3. The author’s use of symbolism _________________.

Keep in mind that all the words and definitions you learn become part of your everyday vocabulary, especially when transference takes place as you incorporate new words into written or spoken communication or notice them when reading or hearing them throughout your lifetime. The best way to remember what you learn is to use it consistently. Did someone once say “Use it or lose it”?
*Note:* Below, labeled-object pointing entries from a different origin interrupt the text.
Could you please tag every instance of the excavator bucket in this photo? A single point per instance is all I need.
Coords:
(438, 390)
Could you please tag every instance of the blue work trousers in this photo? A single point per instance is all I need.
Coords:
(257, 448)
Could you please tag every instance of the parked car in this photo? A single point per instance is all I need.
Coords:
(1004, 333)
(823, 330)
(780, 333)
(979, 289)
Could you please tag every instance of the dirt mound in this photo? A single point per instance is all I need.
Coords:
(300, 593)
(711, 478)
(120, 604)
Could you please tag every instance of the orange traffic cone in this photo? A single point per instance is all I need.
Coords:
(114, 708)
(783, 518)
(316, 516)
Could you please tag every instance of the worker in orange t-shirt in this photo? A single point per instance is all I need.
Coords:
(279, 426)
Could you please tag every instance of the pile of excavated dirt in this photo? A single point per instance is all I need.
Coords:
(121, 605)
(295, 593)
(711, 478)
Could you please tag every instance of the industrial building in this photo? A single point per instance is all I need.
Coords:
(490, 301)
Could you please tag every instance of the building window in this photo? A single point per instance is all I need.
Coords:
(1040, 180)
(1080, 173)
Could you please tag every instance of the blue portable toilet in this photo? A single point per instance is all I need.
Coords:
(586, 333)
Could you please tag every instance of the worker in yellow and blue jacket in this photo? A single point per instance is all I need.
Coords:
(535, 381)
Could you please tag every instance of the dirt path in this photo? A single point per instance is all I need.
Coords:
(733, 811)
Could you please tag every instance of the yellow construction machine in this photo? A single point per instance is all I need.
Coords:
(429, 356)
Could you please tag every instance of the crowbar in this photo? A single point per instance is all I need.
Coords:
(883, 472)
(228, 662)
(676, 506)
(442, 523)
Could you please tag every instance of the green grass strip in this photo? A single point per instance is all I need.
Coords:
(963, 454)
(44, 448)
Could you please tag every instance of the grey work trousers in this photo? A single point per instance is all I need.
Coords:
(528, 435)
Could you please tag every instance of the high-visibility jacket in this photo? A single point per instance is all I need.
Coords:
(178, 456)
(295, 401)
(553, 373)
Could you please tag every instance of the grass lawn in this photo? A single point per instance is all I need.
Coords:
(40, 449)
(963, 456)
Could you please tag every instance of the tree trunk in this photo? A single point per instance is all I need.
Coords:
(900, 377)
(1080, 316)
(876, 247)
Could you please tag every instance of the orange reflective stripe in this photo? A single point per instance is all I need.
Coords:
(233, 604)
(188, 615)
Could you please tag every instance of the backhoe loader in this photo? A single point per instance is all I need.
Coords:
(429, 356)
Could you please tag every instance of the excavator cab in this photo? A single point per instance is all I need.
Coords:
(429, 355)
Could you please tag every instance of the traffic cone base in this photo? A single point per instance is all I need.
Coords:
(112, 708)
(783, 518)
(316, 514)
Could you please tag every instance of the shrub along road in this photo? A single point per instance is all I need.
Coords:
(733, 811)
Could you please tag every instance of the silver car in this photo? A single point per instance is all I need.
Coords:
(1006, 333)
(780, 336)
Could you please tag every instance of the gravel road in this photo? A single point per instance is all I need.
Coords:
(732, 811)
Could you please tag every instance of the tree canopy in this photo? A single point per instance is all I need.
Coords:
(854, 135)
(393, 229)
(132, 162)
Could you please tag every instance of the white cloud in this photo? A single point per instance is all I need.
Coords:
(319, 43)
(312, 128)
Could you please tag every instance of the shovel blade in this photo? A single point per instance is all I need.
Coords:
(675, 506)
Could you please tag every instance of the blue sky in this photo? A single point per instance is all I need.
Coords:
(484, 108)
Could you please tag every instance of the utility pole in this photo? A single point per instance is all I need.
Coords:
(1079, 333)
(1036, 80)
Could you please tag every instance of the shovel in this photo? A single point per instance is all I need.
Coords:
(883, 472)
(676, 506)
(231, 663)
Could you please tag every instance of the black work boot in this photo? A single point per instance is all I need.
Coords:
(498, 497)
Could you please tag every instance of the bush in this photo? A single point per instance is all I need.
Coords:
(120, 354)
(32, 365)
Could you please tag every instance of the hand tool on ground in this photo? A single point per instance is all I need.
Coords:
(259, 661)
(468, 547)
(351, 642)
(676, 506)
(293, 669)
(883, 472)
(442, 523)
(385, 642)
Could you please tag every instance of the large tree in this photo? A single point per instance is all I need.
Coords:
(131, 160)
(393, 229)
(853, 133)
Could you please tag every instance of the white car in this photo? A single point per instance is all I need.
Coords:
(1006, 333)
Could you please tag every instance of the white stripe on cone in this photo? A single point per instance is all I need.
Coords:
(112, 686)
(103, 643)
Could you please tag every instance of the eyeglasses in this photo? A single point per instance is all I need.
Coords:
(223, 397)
See you next time the breeze is cool, the sun is up, and the waves roll into view! My next entry is coming soon. ‘Til then, hang ten!

Tuesday, October 18, 2011

Greeadbeeak’s Good Day: A Story Involving Active and Passive Voice

This summer as I lazed at the beach, I was reading a book, nothing much to do with grammar except for the writer’s excellent command of the English language. Early in the book, I noticed the author’s use of passive voice for emphasis. He moves the story along nicely in active voice but then suddenly shifts to three short sentences in passive voice, changing the whole cadence of the paragraph. The effect caught my attention to the max. To emulate the author’s technique, I’ve written the following bit of prose:

Greeadbeeak, a savvy sea gull, regarded tourists as they arrived at the beach with bags full of tasty food. Greeadbeeak saw her favorites – salty, crispy chips! Yum! She soared above, screeching welcome, and then hovered in the air near the tourists. Greeadbeeak especially noted the children, the very same children who just then spotted her and pointed, delighted to see a genuine seabird native to the Gulf of Mexico. “Wow! Look, a bird! Can we feed it, Mom…please, please?”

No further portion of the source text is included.